Risks Before You Commit: Kenya-Specific Issues
- Withdrawal delays: While FXTM processes withdrawals from the Kenya entity, the time to your M-Pesa or bank account depends on the payment provider’s settlement cycle. Crypto or e-wallet withdrawals (if allowed) are near-instant. Bank transfers often take 1-3 business days. The CMA requires brokers to process withdrawals within 5 business days of a valid request, but weekends and public holidays in Kenya extend this.
- Deposit methods: While you can deposit via M-Pesa min of USD 10 equivalent (KES ~1,300), the broker may apply a conversion fee from KES to USD for margin calculations. FXTM’s base currency is USD; your KES deposit is converted at their internal rate (not the interbank rate). This creates a hidden cost of 0.5–1% per deposit.
- Segregation audit gap: The CMA requires quarterly audits of segregated accounts, but these are filed privately. You cannot view them. Unlike the FCA register, CMA’s public register only shows the license status, not the last audit date or any regulatory breaches.
- No negative balance protection: The CMA regulations do not mandate negative balance protection. If your trade gapes against you on a high-leverage instrument, you could owe the broker money. This is a material risk for volatile assets like crypto CFDs or index CFDs during news events.
Bottom Line: Who This Is For — and Who Should Look Elsewhere
This is for you if:
- You are a Kenyan resident wanting to trade under a locally regulated entity, which means legal recourse within Kenya’s courts and CMA arbitration.
- You trade moderate volumes (under 10 lots per month) where the Standard account spread is acceptable, or you are comfortable with ECN commissions.
- You want the safety of segregated accounts and can accept that the investor protection is limited (no compensation fund).
This is not for you if:
- You expect leverage above 1:30. You will need an offshore broker, which removes local regulatory protection entirely.
- You trade using scalping strategies (sub-1-minute holds).

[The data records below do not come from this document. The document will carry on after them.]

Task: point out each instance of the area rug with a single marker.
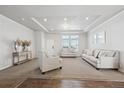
(68, 83)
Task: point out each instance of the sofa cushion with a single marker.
(106, 53)
(96, 52)
(90, 52)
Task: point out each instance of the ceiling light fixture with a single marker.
(45, 19)
(65, 26)
(23, 19)
(38, 23)
(87, 18)
(51, 29)
(65, 19)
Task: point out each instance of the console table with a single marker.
(26, 54)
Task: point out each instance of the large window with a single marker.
(70, 41)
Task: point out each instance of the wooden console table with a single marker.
(26, 54)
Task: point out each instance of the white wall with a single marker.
(39, 41)
(114, 29)
(58, 39)
(9, 31)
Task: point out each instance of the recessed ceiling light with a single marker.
(45, 19)
(65, 26)
(51, 29)
(23, 19)
(87, 18)
(65, 19)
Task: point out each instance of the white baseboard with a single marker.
(5, 67)
(121, 70)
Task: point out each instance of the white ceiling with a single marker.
(76, 16)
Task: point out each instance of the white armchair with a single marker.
(48, 63)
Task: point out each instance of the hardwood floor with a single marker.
(69, 83)
(73, 68)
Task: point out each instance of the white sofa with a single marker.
(68, 52)
(48, 62)
(101, 59)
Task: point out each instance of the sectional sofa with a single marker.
(101, 58)
(68, 52)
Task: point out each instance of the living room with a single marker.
(61, 43)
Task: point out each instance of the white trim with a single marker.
(110, 19)
(33, 19)
(121, 70)
(5, 67)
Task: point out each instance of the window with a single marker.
(70, 41)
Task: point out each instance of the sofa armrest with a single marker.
(107, 62)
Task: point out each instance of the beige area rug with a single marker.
(68, 83)
(76, 68)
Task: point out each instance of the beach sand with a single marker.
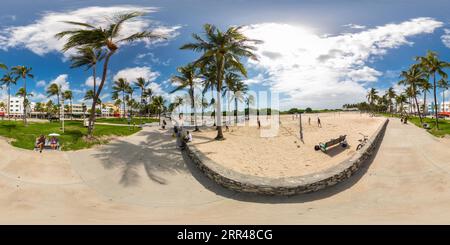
(285, 155)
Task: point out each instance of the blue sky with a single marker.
(320, 54)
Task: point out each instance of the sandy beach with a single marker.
(285, 155)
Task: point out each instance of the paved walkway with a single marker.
(144, 179)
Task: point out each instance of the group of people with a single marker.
(41, 141)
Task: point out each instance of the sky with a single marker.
(319, 54)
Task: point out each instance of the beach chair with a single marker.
(324, 146)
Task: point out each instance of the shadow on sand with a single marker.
(301, 198)
(155, 153)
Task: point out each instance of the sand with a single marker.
(284, 155)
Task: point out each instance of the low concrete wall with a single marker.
(285, 186)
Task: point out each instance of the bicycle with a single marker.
(362, 141)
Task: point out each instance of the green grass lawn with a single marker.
(71, 139)
(135, 120)
(444, 125)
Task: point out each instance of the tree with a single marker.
(187, 79)
(413, 78)
(222, 49)
(120, 86)
(8, 80)
(431, 64)
(371, 96)
(425, 87)
(23, 72)
(54, 90)
(142, 85)
(443, 84)
(107, 39)
(158, 103)
(68, 95)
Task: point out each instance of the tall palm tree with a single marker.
(249, 100)
(120, 86)
(107, 39)
(371, 97)
(22, 93)
(55, 90)
(142, 85)
(413, 78)
(222, 49)
(390, 96)
(8, 80)
(187, 79)
(444, 85)
(425, 87)
(68, 95)
(431, 64)
(23, 72)
(158, 103)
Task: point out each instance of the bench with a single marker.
(324, 146)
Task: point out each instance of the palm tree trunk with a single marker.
(105, 72)
(235, 109)
(24, 101)
(218, 102)
(435, 101)
(9, 102)
(418, 110)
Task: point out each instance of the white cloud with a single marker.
(41, 83)
(446, 38)
(355, 26)
(90, 81)
(131, 74)
(327, 71)
(39, 37)
(61, 80)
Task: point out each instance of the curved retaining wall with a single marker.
(285, 186)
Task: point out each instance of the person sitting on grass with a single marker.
(40, 143)
(54, 143)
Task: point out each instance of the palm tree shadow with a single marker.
(300, 198)
(154, 153)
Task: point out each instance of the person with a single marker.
(40, 143)
(54, 143)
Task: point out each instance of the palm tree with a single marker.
(187, 79)
(250, 99)
(68, 95)
(158, 103)
(22, 93)
(120, 86)
(8, 80)
(444, 85)
(413, 78)
(371, 96)
(431, 64)
(107, 39)
(142, 85)
(390, 96)
(425, 86)
(23, 72)
(222, 49)
(52, 90)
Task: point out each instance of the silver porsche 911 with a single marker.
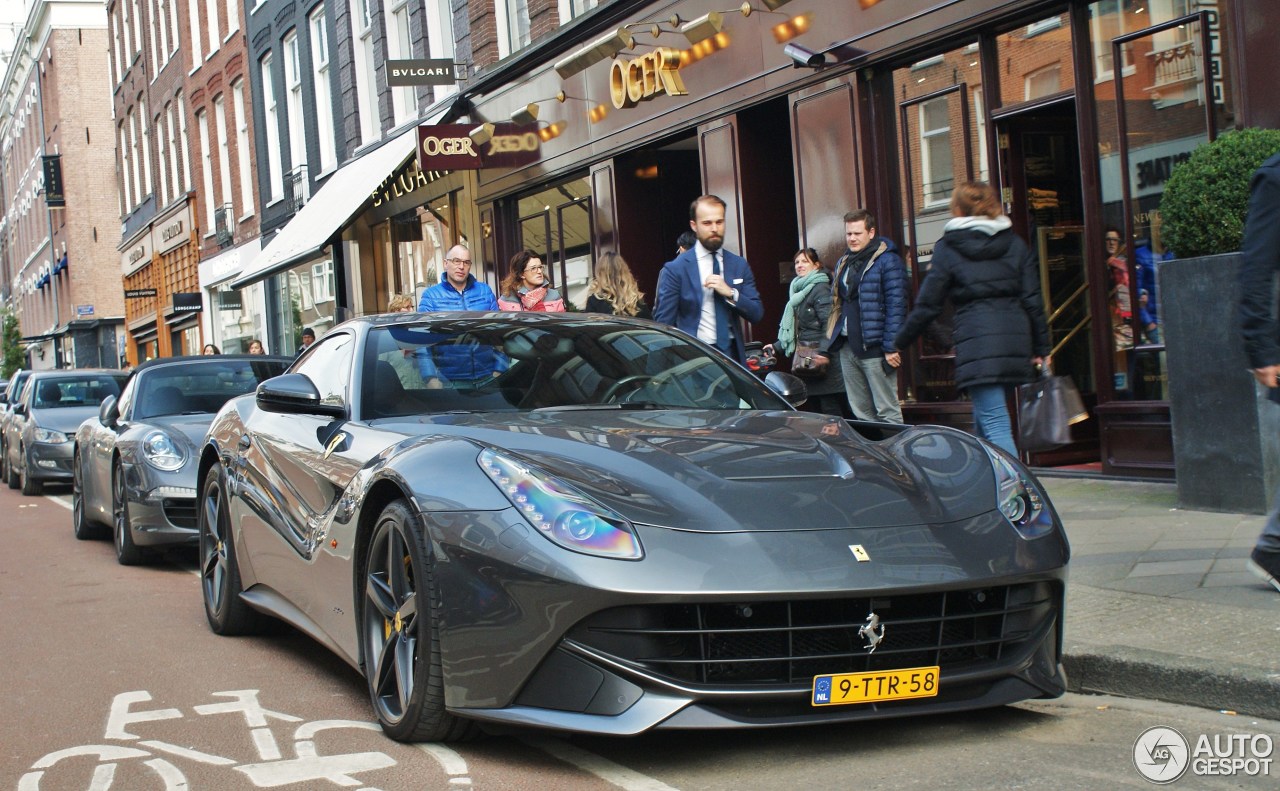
(604, 525)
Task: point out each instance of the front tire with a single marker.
(398, 632)
(81, 525)
(219, 572)
(127, 553)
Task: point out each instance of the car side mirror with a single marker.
(109, 412)
(295, 394)
(789, 387)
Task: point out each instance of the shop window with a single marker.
(556, 223)
(1173, 96)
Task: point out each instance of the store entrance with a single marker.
(1040, 170)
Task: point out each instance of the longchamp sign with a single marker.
(449, 147)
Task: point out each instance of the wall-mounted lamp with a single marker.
(606, 46)
(483, 133)
(804, 58)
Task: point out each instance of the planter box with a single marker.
(1226, 430)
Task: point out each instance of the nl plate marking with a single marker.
(876, 686)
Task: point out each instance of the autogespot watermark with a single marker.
(1162, 755)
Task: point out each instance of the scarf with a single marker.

The execution model on Standard accounts is likely to cause slippage. Even on ECN, the speed to liquidity providers through the Kenya infrastructure adds latency.
- You want full transparency on fund handling. The lack of a public compensation scheme and the inability to audit the segregated balance yourself is a risk you must accept.
Your first action: Go to the CMA register. Search for “FXTM (KE) Limited”. Note the date the license was granted and any conditions listed. If you see “Revoked” or “Suspended”, do not deposit. If the entity name is missing, your funds are held outside Kenya — proceed accordingly.